Em 08 de dezembro de 2011, o Governo decidiu introduzir portagens nas autoestradas Sem Custos para o Utilizador (SCUT), na A22 (conhecida como Via do Infante), A25 (Aveiro/Vilar Formoso), A24 (Viseu/Chaves) e A23 (Torres Novas/Guarda).

“É a continuação da luta contra as portagens, que classificamos como uma injustiça que contribui para asfixiar a economia da região”, disse à agência Lusa João Vasconcelos, da Comissão de Utentes da Via do Infante, uma das entidades organizadoras do protesto.

“Além dos problemas económicos, as portagens fizeram aumentar os acidentes na EN125, alguns dos quais, com o registo de mortes”, destacou o responsável.

A caravana automóvel percorreu em marcha lenta parte da EN125, entre as Quatro Estradas e a Fonte de Boliqueime, no concelho de Loulé, com paragens simbólicas em dois pontos onde se verificaram acidentes com vítimas mortais, um dos quais em Vale Judeu.

“Foi uma forma de homenagearmos as vítimas, ao colocarmos um memorial nos locais onde faleceram”, observou João Vasconcelos.
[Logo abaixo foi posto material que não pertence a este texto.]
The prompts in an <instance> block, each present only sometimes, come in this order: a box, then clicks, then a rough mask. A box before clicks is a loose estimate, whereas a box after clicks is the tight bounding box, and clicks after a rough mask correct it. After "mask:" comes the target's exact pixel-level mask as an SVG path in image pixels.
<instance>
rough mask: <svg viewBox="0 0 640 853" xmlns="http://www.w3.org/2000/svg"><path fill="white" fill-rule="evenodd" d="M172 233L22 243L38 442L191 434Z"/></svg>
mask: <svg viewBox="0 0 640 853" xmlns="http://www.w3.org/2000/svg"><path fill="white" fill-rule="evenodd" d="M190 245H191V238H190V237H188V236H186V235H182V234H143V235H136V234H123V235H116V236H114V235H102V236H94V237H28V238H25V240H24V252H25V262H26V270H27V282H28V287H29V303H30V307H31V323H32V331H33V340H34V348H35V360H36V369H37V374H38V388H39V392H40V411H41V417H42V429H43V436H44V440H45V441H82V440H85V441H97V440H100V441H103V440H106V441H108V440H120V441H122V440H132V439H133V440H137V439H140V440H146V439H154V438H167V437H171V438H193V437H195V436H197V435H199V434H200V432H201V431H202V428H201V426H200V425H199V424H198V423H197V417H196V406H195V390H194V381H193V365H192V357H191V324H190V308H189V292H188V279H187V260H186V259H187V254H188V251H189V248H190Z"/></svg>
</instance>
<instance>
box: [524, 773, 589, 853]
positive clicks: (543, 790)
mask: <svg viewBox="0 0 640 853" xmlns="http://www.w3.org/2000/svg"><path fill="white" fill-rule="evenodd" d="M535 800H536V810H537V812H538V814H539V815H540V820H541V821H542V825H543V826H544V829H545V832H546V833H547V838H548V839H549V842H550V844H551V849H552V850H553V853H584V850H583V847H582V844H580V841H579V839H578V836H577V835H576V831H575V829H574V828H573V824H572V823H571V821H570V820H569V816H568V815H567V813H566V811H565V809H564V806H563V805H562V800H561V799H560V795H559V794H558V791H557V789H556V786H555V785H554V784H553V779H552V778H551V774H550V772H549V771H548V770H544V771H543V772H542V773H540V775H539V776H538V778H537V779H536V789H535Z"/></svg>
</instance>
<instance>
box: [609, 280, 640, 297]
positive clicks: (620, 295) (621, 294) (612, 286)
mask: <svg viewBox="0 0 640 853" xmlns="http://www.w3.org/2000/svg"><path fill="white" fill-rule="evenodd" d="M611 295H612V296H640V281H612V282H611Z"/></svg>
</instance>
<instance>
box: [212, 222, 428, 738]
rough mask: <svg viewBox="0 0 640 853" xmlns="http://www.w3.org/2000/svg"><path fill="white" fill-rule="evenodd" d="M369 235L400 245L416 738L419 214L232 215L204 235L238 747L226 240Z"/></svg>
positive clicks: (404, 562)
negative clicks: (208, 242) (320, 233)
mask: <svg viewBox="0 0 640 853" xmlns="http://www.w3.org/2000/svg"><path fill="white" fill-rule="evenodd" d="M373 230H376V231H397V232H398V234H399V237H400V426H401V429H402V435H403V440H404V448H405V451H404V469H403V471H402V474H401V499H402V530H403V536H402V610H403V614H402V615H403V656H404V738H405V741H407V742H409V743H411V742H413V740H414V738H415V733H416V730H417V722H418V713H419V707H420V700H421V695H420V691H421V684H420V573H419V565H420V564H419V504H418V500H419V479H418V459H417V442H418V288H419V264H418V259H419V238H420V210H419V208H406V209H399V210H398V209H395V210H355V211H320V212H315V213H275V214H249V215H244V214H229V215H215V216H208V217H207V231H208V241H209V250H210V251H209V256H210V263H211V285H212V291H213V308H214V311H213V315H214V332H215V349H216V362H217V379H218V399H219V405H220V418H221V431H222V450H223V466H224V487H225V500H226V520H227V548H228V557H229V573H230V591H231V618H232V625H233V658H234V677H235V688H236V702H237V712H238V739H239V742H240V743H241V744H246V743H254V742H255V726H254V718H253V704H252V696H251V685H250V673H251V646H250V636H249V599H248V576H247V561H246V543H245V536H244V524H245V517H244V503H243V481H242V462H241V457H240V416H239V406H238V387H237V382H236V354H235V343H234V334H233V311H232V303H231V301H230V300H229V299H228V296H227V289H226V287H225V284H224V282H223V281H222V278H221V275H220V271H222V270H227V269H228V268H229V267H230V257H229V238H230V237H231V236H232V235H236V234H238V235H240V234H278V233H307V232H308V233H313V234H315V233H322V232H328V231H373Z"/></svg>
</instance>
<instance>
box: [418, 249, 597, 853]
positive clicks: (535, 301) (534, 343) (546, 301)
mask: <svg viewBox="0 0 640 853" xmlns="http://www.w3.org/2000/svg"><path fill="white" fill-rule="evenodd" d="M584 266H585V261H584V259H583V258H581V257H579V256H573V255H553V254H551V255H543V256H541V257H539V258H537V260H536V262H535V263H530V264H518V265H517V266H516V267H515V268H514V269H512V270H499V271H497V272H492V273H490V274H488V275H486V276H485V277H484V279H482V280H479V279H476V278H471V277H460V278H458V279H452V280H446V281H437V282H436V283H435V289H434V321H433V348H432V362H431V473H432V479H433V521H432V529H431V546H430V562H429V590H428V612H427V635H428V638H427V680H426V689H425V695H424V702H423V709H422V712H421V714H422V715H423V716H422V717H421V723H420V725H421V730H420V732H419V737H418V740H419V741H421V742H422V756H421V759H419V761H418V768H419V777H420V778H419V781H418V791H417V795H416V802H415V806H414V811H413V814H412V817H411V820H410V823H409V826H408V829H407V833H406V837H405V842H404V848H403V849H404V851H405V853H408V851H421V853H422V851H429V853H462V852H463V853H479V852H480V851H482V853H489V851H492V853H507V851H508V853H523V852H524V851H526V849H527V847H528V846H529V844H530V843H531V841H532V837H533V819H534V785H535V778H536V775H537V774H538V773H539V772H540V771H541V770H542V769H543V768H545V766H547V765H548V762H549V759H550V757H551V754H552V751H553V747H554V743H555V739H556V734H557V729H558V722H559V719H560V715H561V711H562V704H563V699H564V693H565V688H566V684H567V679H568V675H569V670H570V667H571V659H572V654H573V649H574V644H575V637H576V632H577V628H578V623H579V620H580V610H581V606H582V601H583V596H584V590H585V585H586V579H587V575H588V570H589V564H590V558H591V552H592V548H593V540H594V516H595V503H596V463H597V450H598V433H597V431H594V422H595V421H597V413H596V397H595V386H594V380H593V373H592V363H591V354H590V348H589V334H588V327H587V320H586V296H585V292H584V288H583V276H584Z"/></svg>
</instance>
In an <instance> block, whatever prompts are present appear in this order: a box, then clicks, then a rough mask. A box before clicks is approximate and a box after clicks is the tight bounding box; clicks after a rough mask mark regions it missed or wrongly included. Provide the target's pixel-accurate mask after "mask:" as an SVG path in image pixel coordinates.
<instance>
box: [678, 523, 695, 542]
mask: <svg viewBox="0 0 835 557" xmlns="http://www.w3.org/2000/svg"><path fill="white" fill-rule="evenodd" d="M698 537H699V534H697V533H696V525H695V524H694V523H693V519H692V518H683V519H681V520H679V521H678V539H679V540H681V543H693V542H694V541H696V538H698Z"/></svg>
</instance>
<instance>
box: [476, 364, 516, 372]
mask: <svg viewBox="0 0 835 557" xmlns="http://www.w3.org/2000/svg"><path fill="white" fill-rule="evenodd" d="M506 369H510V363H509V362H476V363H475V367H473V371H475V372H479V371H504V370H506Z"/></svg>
A Comissão de Utentes da Via do Infante promete continuar a lutar contra as portagens e está a programar várias iniciativas de contestação para os próximos meses.

João Vasconcelos disse que a comissão pretende também “sensibilizar as várias forças da região, para a formação de uma plataforma alargada, que possa reivindicar junto do ministro da Economia, Álvaro Santos Pereira, a revogação das portagens na Via Infante de Sagres.